Сбоку Далебрентия увидел Пирсона Блюта: один из монстров забрался ему на спину, обхватил шею длинной костлявой лапой, а второй вцепился в лицо.
Далебрентия начал читать заклинание. Он хотел вызвать огненный шар и послать его в сторону, мимо Ванабрика, чтобы разогнать подступающую орду и при этом не задеть своего товарища.
Но обезумевшая магия подвела старого чародея. Шар взорвался, едва слетев с его руки. На Далебрентию обрушились палящие волны энергетического заряда, и он упал на спину, прикрыв рукой обожженные глаза. Стараясь сбить пламя, он стал кататься по земле и в агонии не слышал даже криков товарищей и ужасных существ, тоже завопивших от боли.
Где-то в уголке мозга у него еще теплилась надежда, что огненный шар уничтожил врагов и пощадил его друзей.
Но в следующее мгновение надежда исчезла. Сильным ударом грязных когтей страшное существо разорвало ему кожу на шее. Далебрентия, словно пойманная на крючок рыба, да еще ослепленный и оглушенный взрывом, уже не мог оказать набросившемуся на него существу никакого сопротивления.
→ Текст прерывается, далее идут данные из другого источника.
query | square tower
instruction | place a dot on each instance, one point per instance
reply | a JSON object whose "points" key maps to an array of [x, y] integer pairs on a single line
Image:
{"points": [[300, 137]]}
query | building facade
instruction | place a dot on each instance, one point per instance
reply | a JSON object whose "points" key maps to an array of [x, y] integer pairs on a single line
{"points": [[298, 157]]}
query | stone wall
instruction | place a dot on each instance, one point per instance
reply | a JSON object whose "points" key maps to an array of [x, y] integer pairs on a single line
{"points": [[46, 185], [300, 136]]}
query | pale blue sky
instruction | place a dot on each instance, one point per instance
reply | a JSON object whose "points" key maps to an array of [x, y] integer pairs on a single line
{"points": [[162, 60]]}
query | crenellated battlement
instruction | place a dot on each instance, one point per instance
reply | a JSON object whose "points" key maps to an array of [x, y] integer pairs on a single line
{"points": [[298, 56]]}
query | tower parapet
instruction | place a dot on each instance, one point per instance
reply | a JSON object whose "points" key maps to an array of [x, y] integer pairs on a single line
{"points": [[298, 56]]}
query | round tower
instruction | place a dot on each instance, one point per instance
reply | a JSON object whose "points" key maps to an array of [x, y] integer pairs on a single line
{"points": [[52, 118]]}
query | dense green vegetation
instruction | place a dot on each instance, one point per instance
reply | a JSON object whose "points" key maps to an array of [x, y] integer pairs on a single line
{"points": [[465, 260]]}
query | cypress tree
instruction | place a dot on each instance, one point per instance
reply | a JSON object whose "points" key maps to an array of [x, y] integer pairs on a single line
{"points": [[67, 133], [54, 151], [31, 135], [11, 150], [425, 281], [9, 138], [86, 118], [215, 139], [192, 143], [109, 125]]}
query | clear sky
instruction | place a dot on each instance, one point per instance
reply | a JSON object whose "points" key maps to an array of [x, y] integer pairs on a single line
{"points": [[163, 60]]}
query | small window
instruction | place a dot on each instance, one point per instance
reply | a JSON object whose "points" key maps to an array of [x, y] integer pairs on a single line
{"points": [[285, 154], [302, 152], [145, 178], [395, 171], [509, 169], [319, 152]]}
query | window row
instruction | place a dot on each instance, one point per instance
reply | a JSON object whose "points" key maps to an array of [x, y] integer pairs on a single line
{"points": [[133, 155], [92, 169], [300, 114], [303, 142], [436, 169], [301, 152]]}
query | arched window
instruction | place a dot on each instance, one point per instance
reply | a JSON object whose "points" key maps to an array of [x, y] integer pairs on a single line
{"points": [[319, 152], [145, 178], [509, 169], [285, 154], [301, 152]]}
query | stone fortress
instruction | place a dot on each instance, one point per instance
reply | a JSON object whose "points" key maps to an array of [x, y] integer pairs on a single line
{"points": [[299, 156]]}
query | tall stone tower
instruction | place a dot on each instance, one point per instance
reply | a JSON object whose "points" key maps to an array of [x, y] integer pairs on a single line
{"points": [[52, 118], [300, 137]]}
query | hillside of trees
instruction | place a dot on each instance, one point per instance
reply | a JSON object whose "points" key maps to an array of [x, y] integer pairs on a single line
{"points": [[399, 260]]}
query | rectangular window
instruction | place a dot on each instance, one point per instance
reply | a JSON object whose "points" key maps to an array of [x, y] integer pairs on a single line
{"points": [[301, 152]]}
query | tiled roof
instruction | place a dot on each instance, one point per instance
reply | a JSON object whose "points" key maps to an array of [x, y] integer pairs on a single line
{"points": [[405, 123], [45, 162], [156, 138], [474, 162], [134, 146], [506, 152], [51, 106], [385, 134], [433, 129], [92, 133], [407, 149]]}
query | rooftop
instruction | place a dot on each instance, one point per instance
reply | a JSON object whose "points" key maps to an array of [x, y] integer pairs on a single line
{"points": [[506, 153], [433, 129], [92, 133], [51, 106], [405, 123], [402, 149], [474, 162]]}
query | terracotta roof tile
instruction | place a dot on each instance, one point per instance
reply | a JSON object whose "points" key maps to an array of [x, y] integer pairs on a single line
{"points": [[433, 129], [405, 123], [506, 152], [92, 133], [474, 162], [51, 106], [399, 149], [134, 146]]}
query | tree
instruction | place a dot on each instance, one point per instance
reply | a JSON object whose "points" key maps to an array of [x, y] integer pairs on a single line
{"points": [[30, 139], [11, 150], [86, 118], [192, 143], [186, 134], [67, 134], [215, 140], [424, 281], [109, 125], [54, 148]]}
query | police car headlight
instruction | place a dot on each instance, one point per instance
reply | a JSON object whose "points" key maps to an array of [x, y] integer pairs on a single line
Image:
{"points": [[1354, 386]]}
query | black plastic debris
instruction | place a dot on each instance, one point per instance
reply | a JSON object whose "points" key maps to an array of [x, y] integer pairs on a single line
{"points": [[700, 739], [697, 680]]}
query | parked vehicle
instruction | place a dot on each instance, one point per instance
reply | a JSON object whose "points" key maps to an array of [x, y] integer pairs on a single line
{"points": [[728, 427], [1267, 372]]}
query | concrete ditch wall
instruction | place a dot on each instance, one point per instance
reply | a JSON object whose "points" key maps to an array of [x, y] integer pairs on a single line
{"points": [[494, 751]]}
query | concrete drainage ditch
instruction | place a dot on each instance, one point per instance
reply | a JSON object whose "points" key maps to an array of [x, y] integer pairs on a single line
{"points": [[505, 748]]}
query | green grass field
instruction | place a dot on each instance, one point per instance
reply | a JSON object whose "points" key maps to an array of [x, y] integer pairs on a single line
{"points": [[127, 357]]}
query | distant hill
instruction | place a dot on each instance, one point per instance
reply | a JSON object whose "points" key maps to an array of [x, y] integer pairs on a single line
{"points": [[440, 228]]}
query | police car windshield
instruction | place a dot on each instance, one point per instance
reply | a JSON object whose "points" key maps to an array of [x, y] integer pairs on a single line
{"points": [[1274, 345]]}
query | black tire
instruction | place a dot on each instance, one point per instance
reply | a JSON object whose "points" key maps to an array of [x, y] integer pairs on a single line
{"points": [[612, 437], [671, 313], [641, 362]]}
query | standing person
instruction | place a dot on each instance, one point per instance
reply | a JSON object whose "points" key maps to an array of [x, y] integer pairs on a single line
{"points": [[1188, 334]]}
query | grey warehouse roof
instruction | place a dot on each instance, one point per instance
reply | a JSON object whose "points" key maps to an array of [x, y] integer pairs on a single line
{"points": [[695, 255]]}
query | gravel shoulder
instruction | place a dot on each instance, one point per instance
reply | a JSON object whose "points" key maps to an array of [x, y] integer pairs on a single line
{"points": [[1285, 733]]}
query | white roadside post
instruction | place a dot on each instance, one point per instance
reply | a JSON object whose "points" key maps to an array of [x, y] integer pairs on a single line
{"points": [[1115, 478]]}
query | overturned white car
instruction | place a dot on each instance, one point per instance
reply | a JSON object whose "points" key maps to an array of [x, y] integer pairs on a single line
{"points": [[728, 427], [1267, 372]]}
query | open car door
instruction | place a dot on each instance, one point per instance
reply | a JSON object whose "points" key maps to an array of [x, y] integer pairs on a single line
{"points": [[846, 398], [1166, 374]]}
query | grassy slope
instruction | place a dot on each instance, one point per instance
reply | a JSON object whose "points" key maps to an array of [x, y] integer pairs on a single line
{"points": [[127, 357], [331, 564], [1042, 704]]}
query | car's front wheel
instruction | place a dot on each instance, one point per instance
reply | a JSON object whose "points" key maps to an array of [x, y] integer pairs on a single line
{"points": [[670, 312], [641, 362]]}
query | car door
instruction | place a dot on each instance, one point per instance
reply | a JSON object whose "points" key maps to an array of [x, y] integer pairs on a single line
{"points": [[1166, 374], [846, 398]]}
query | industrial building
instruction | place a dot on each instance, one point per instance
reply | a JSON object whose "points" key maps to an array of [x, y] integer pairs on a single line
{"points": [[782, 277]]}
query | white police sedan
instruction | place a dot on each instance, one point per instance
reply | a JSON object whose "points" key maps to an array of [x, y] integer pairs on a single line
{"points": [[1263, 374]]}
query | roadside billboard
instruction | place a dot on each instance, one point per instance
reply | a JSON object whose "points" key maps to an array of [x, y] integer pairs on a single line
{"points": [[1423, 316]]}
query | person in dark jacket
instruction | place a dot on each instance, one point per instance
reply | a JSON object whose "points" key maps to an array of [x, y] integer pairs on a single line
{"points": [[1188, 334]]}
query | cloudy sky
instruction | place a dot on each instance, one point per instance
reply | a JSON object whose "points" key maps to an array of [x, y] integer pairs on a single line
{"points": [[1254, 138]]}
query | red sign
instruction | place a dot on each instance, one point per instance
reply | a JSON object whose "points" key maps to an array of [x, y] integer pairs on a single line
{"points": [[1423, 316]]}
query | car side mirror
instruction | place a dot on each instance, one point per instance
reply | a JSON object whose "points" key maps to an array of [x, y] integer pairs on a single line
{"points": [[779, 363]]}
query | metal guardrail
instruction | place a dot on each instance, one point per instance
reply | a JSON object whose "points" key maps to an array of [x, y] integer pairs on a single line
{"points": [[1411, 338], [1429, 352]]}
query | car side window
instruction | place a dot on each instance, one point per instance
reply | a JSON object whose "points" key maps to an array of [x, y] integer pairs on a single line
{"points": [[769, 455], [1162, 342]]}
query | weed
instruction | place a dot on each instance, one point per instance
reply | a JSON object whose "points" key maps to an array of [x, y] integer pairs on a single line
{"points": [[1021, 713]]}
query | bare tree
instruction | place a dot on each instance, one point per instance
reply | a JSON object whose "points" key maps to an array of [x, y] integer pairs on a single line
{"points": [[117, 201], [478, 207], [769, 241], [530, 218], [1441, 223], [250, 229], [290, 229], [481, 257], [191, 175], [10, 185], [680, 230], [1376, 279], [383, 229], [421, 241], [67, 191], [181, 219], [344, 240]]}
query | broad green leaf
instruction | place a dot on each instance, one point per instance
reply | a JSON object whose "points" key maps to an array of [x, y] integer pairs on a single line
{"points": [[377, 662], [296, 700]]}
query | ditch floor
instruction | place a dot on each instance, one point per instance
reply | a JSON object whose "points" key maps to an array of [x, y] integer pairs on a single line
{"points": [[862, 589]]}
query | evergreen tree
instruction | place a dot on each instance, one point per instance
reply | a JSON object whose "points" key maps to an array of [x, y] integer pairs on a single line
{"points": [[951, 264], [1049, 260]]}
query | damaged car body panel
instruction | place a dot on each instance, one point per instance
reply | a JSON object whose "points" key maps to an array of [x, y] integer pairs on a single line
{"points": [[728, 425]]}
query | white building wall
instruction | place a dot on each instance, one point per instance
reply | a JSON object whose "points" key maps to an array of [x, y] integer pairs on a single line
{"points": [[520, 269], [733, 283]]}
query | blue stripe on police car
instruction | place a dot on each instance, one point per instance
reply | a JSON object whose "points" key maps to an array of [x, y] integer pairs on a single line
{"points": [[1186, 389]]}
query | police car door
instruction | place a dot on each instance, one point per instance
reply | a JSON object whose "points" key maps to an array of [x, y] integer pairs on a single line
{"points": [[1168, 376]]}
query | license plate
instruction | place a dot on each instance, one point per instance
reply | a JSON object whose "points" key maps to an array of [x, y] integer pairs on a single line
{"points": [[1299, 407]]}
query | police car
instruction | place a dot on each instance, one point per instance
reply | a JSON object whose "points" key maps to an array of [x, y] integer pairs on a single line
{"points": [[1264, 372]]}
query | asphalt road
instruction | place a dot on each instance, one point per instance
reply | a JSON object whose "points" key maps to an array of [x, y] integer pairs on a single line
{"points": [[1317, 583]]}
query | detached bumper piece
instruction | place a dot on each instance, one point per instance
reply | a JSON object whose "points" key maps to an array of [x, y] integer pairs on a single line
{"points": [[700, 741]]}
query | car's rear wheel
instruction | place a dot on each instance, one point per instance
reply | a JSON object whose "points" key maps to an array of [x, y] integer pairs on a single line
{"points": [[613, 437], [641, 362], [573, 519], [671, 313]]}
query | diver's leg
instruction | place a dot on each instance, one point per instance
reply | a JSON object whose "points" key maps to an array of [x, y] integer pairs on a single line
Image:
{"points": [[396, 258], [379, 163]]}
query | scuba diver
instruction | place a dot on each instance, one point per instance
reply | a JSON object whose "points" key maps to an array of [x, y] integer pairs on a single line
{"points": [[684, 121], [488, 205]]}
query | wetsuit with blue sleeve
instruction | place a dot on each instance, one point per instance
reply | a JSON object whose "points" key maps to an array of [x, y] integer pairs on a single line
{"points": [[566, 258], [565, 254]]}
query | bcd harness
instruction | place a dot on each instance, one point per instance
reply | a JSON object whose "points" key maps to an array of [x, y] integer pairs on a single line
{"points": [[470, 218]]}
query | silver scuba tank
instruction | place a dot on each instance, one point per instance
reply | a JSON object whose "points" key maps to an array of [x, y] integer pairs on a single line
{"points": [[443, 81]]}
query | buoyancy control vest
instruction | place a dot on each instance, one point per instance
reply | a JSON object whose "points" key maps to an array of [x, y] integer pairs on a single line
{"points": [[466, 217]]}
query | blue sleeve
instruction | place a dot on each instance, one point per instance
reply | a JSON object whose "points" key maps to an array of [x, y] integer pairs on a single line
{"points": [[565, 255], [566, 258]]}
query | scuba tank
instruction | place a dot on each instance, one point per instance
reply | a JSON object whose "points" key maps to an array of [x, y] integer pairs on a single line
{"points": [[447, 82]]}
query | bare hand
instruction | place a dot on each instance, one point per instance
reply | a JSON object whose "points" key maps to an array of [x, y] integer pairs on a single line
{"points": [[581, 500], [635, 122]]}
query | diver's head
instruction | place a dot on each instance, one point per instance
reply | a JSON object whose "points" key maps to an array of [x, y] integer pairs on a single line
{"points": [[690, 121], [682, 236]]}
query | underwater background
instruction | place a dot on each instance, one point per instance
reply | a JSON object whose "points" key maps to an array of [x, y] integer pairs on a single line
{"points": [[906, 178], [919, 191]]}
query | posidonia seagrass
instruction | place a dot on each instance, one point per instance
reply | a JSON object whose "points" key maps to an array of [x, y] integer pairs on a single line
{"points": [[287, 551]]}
Если бы Кэддерли еще на час остался у двери храма после того, как попрощался с чародеями из Врат Бальдура, он мог бы увидеть яркий взрыв далеко внизу на горной дороге, обративший высокую сосну в фейерверк вроде тех, которыми иногда развлекал своих детей. Но Кэддерли вернулся к себе сразу, как только повозка исчезла из виду.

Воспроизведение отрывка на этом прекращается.